Saunderson puede explicarla con detalle,
la luz invade su mente como una marejada.
Cada corpúsculo
es una esfera veloz,
líneas en la vorágine de su memoria.
Mientras los demás descansan Sauderson camina, bebe, pone en orden el mundo sin despertar a los durmientes.
Cada cosa en su lugar para no perturbar el camino de los ciegos.
Un casi imperceptible olor de azahar le dice que hay una taza de té por lavar
y los giros del aire en la habitación que alguien ha desplazado los muebles un par de milímetros.
El más mínimo murmullo es leído,
descifrado cual inscripciones babilónicas.
Saunderson le teme a los naufragios aunque nunca se ha subido a un barco. Debe ser porque sabe que su labor es develar misterios infinitesimales
y que la leyenda dice
que el hombre que llevó a la luz los números
irracionales pereció en un naufragio.
Saunderson se desplaza por el mundo como por su casa,
percibe las calles cerradas, los muros altos y la vetustez de las paredes.
Hay quienes piensan que tiene ojos en la punta de los dedos,
o detrás de la cabeza,
o que el dios de Clarke y de Newton le dio poderes extraordinarios a cambio de la vista.
Al escucharlos, Saunderson,
quien dejó de creer en dioses hace mucho tiempo,
ríe y se divierte peinándose frente al espejo,
esa extraña máquina que reproduce la imagen tridimensional de los hombres.
El olor a humedad delata que se acercan al río Don.
Se detiene y le silba a sus bestias porque es tiempo de volver a casa.
(La temperatura baja, la tormenta se acerca,
sigilosamente
como con un leve silbido
el viento remueve el polvo,
las hojas secas de un otoño que se aleja y la superficie del agua del río)
Sentado frente a su máquina de cálculo se sumerge en los misterios pitagóricos que le son propios,
y se dice en voz alta en su latín ciceroniano y como si estuviese solo:
“el cálculo infinitesimal es el estudio del cambio,
tal como la geometría es el estudio del espacio.
El espacio está en mis dedos
y no tengo ventanas del alma porque tal vez no tengo alma”
¿Quién y cómo se asoma por la ventana?
De regreso a casa escuchó la voz de su madre leyéndole Euclides en griego.
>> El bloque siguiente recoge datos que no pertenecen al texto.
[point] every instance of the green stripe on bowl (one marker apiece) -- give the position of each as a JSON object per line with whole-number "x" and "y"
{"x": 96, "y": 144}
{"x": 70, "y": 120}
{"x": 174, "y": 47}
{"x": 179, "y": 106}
Caminó entre los muebles colocados como de costumbre y en el otro lado de la mesa una voz desconocida murmuraba sin cesar fragmentos de Horacio. Se dirigió al lugar del clavecín y tocó Bach con una paz y fluidez poco común, después sintió frío: una ventana se había abierto y dejaba pasar un viento helado. Al acercarse a cerrarla se dio cuenta que en unos minutos el otoño había dado paso a una inaudita tormenta de nieve que le golpeaba el rostro como agujas. Se apresuró a cerrar. Llamó con insistencia pero todos parecían haberse ido. Afuera silbaba el viento y la nieve se acumulaba alrededor de la casa.